I think I'm going to change my handle and profile picture(s) every day, and maybe, every hour...mostly from the tedium of pent up energy lodged in a fortress of boredom. This isn't jail. I've always had 'the door' as an option. That's for quitters.
When the caged bird sings, I suggest noise-cancelling headphones.
I couldn't actually get through the whole prompt for Schnujo's activity. ADHD issues, you know.
I cringe at the thought I could pass on my stuff here to another (bypassing actual family), rather than have a true will and testament in place. Though, we met to make arrangements (not finalized). My living will is in place. Anyone here want my organs? How shall I divvy up my eyeballs??
Hmm, who wants to be heirs of my WDC goodies? I could pass tomorrow. Does this mean just my stuff, or can someone assume my identity, so I can go on living forever? Is there an internet equivalency to cryogenically freezing your intellectual properties like a brain?
Can a robot replace me, continue entering random generated poems in activities after I'm ashes?

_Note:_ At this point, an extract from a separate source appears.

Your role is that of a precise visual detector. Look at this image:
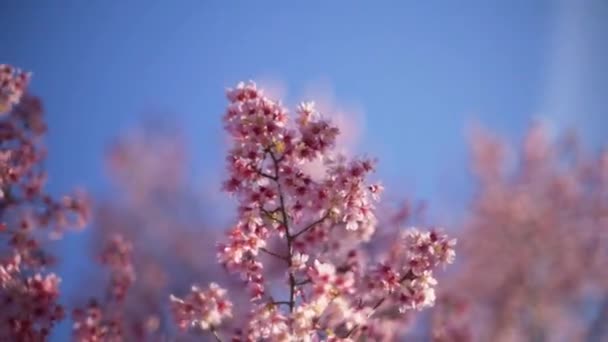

Rather than being a cyborg, I'm going to live to 95, at this rate. Resting heart rate and more covered here:
Some would say I'm already assembled from a collection of body parts. Buyer beware. Hey, what about:
a reverse mortgage on stuff in my portfolio. Thoughts just keep coming. Sorry, Jody. I had too much coffee. You know how I'm wired. I think I have Aspberger's, too. I know only three or four face emojis. Five.